- Born: May 15, 1972 Cleveland, Ohio, United States
- Died: May 21, 2011 (aged 39)
- Occupations: Author, satirist
- Writing career
- Pen name: The Wig Man or The Whig Man
- Period: 1995–2011

= Daniel Vovak =

American writer (1972-2011)

Daniel "The Wig Man" Vovak (May 15, 1972 – May 21, 2011) was a comedy writer and satirist perhaps best known for his tongue-in-cheek political Republican candidacies and for The Blue Dress, a movie script he wrote about the Monica Lewinsky scandal and which he was reportedly producing as a movie. He also was a ghostwriter. Vovak was an elected member of the Montgomery County Republican Central Committee, serving at-large in Maryland's largest county.

== Background ==
Vovak was raised in Sheffield Lake, a suburb of Cleveland, Ohio. He earned his B.A. at the age of 20 from Baldwin–Wallace College, majoring in Business, Psychology, and Communications. Vovak is the author of a book entitled Will You Run for President?. He lived in Bethesda, Maryland.

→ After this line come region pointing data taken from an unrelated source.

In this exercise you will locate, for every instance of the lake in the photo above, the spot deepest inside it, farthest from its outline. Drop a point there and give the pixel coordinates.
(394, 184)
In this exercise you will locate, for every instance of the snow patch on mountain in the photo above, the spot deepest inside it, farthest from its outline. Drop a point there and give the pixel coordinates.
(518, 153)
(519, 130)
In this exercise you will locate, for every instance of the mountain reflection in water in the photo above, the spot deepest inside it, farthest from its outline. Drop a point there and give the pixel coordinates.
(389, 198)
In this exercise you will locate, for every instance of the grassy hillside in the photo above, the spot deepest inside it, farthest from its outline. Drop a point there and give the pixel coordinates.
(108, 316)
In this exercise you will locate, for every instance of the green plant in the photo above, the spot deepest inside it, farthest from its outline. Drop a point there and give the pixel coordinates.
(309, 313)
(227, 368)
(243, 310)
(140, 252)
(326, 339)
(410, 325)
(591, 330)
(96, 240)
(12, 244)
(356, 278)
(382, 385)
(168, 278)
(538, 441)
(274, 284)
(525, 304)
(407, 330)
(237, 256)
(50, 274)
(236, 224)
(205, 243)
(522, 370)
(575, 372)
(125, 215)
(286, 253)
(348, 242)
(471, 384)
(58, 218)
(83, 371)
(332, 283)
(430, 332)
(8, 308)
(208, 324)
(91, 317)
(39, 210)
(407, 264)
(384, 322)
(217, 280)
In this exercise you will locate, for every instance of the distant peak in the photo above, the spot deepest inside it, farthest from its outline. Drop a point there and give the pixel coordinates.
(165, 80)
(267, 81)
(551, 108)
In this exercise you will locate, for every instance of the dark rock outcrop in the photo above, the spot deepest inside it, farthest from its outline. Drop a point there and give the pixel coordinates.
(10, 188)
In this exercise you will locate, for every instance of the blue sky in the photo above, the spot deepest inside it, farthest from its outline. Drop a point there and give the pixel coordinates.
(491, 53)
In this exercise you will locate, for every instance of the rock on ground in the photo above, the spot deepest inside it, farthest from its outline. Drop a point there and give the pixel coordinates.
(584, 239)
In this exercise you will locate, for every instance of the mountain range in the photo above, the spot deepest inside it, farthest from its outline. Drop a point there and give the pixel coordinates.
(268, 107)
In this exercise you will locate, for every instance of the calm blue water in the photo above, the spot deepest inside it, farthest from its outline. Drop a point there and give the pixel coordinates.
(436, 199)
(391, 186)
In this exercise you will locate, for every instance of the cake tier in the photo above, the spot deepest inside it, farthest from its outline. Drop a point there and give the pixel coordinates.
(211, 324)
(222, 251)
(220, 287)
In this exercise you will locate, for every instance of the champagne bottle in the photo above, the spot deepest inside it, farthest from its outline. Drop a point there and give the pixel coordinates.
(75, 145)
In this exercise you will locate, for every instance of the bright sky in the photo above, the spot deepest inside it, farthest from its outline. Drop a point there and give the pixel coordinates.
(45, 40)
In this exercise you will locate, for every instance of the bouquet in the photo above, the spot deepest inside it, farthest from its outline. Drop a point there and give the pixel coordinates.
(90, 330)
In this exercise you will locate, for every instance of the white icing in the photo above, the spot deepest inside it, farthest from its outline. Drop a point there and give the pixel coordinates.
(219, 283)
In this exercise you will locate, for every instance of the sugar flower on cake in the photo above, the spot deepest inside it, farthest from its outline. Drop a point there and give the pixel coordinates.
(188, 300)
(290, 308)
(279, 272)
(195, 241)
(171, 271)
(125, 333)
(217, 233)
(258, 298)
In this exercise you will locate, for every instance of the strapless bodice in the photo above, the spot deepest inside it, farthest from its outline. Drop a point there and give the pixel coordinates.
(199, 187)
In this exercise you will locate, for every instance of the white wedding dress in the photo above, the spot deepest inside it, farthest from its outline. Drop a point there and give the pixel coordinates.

==Political and satirical activity==
Vovak claimed to be the youngest ever Republican candidate (31 years of age) to run for President of the United States when in 2003 he focused on the states of Iowa, Connecticut, Ohio, and Texas. After entering the contest against George W. Bush, Iowa's Governor Tom Vilsack jestfully labeled Vovak "an invader from the East" as Vovak, sporting his white wig, fired a question to the Governor during the Iowa Press Convention.
Vovak ran on the campaign theme of "Small Ideas for America" and drove a truck he named "Air Ford One", making people laugh on the campaign trail as he criss-crossed various states. Vovak's presidential campaign essentially ended on January 11, 2004 when he was ejected from the final Democratic presidential debate. On January 19, he was defeated in the Iowa Caucus by the President.

In July 2004, Vovak entered the U.S. Senate contest in Illinois, seeking the Republican nomination after Jack Ryan withdrew. He was interviewed to run against Barack Obama during a special meeting of the Illinois Republican State Central Committee in the 2004 Illinois Senate election. Alan Keyes was picked to run.

On October 13–17, 2005, Vovak organized the "3rd Party National Conference" in Manchester, New Hampshire, which 19 political parties attended.

On September 12, 2006, Vovak was a Republican candidate on the primary ballot in Maryland, receiving 4,063 votes and placing fourth among ten candidates as he lost to Michael Steele.

In November 2009, Vovak ran for Maryland Republican Chairman but lost to Audrey Scott.

On September 14, 2010, Vovak received 31% of the vote in the Republican primary for County Executive of Montgomery County, Maryland.

In his campaigns, Vovak expressed a variety of wry political viewpoints and opinions. For example, Vovak desires to have Tax Day the day before election day to "motivate voters to vote based on their tax bills". He believes the Maryland State Flag is ugly; he counseled leniency towards Paris Hilton's legal troubles, and believes Pluto should be renamed a planet. In his campaign vs. Michael Steele, Vovak hired a psychic campaign manager, joking "My volunteer campaign staff deduced it was less expensive to hire a psychic campaign manager who would curse Michael Steele, than to spend a half million dollars on consultants. Nancy Reagan used a psychic, and I admire her. We got a good deal on a great psychic."

In his 2004 campaign Vovak said that he had "three small ideas" and he didn't know if he "could handle four". His ideas were border control, controlling judges, and canceling the White House's subscription to The New York Times.

Vovak regularly wore a wig in his public appearances. According to his website, Vovak wore the wig because:
1. It is a clever idea to help movie audiences remember him,
2. It saves millions of dollars in advertisements with free media coverage,
3. It evokes the Whig Party roots of the Republican Party and its reliance on the founders' version of the United States Constitution.

Vovak's nickname, "The Wig Man", was bestowed by John DiStaso, senior political reporter at the New Hampshire Union Leader.

==The Blue Dress==
Vovak wrote and was reportedly producing a movie, The Blue Dress, about the Lewinsky scandal. The screenplay covers the period from June 1995, shortly before Monica Lewinsky was hired as an intern at the White House, through January 1998, after Matt Drudge reported President Bill Clinton's affair and the Lewinsky scandal.

Vovak was casting actors in Washington, D.C., as of October 2008. Paula Jones confirmed she would play herself in the movie and would do an event for the Maryland Republican Party to publicize it.

==Death==
Vovak died of cancer on May 21, 2011.